Newbie here- please go easy on me.
Now that I am retired from the world of physics and engineering, I am struggling to come to terms with my career failings. The most spectacular of these occurred when a high-level manager dismissed the validity of 6 months' worth of my work in identifying the root cause of a catastrophic problem in our factories. The "reasoning" behind that dismissal was as follows:
"The existence of your putative model describing the physical mechanism behind the quality collapse occurring in production lines (a, b, c, d...) cannot in and of itself disprove the existence of a completely different model that assigns root cause to a portion of the factory under the control of someone other than my people.
"Since it then is possible that the real cause of this problem is actually to be found in a part of the factory that you did not search, you have furnished us with no basis upon which to believe that your model is correct, and until you do, we will take no action on it.
Her viewpoint carried the day, my model was dismissed, and no action was taken. The problem came and went on its own over the next ten years (!!!) of production, until the affected product line was declared obsolescent and shut down.

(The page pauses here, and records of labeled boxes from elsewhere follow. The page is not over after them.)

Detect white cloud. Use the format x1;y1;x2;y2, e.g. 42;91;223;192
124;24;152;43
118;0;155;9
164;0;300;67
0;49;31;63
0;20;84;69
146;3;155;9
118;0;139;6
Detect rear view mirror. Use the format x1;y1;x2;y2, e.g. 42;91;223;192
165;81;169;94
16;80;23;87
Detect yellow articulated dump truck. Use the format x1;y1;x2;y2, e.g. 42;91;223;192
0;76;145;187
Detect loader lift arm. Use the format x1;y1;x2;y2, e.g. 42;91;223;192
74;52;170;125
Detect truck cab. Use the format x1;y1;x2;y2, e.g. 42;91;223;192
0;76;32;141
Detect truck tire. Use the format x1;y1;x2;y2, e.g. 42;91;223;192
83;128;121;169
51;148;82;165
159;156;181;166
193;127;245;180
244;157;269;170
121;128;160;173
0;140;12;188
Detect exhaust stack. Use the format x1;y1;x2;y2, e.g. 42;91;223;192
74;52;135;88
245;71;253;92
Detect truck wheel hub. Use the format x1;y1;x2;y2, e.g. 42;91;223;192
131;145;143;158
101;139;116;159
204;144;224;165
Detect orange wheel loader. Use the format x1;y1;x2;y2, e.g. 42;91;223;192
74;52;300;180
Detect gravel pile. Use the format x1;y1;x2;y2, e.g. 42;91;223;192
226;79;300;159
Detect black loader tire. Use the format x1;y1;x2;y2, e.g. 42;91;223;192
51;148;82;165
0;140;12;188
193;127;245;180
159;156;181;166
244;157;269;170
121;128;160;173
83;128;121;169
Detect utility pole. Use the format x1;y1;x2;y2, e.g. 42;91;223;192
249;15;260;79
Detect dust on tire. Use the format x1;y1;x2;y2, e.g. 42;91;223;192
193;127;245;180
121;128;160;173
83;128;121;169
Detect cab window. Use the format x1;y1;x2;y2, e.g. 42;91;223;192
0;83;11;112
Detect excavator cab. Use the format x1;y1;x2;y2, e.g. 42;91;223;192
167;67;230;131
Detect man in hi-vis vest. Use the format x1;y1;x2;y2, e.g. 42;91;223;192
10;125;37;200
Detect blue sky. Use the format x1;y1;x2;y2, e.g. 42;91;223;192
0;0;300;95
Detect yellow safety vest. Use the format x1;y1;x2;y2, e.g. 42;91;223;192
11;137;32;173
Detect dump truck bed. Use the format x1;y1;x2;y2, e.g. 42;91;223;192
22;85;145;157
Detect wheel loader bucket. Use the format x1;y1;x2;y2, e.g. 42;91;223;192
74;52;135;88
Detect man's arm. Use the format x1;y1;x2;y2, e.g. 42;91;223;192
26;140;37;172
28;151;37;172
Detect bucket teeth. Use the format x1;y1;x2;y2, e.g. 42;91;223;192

In retrospect, it appears that she pulled the underdetermination trick on me, and to defeat it via exhaustion would have required more years than remained in my career. So, she won, and I lost. Here then is my question for this community:
The excuse-by-underdetermination, or inexhaustion, or unconceived alternatives, appears to be so powerful a technique as to dismiss upon its invocation the validity of any model at all, and thereby justify inaction in any possible set of circumstances. How is it possible to refute it, and thereby make progress towards the solution of problems in the real world (restricted here to mean the factory floor of a globally-distributed manufacturing enterprise where one minute of productive downtime costs tens of thousands of dollars)?